CHAPITRE 10

Le matin était déjà bien installé quand Emma remua à côté de lui. Victor ouvrit les yeux, encore à moitié plongé dans une tiédeur cotonneuse, et la vit s'étirer, cheveux emmêlés, paupières encore lourdes. Ils s'étaient rendormis après l'aube, sans rien se dire, à peine quelques mots murmurés contre la peau, des rires étouffés, des baisers qui traînaient.

Elle roula sur le côté, attrapa son pantalon posé à terre et l'enfila d'un geste souple, dos tourné. Sa chemise — trop grande pour elle, sûrement un vieil habit de Robin — glissa un instant sur une épaule. Puis elle se redressa, passa une main dans ses cheveux pour les remettre vaguement en place. Lui, toujours allongé, l'observait sans bouger, le drap replié bas sur ses hanches.

Un coup à la porte les figea.

Ils échangèrent un regard, silencieux, presque amusé.

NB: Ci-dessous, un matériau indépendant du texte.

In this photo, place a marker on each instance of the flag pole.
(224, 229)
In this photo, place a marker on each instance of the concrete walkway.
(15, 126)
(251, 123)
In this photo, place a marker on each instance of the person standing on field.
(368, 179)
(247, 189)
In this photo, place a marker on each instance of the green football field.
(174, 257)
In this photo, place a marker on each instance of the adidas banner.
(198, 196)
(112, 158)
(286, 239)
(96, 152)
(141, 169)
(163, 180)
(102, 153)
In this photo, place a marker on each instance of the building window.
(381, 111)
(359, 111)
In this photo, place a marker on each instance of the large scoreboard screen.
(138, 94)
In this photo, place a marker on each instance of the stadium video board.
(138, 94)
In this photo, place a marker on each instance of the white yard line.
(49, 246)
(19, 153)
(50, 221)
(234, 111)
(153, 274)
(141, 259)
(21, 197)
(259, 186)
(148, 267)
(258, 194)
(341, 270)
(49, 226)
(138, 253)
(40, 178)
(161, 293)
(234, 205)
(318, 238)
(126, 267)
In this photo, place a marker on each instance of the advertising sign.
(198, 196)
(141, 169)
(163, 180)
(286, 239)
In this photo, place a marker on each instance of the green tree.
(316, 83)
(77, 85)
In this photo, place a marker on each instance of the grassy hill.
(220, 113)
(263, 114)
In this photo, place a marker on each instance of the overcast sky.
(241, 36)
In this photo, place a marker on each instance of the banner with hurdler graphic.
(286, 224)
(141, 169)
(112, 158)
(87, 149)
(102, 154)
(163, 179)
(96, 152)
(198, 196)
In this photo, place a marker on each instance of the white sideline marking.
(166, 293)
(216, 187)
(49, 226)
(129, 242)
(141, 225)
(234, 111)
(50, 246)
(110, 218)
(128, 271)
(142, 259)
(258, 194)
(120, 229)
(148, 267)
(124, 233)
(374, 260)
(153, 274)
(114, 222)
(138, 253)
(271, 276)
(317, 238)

Emma haussa un sourcil, et entreprit de se frotter le visage pour tenter d'en faire disparaitre les dernières traces de sommeil.

Victor se leva, et passa sa chemise rapidement, sans la boutonner jusqu'en haut. Il ouvrit.

Adam, campé sur le seuil, avait les bras croisés, l'air éveillé depuis un moment déjà. Il détailla la scène d'un seul coup d'œil — Victor déjà là, la chemise entrouverte, Emma qui apparaissait derrière, déjà habillée, les cheveux en désordre mais les joues encore roses. Il haussa les sourcils, laissant échapper un petit rire.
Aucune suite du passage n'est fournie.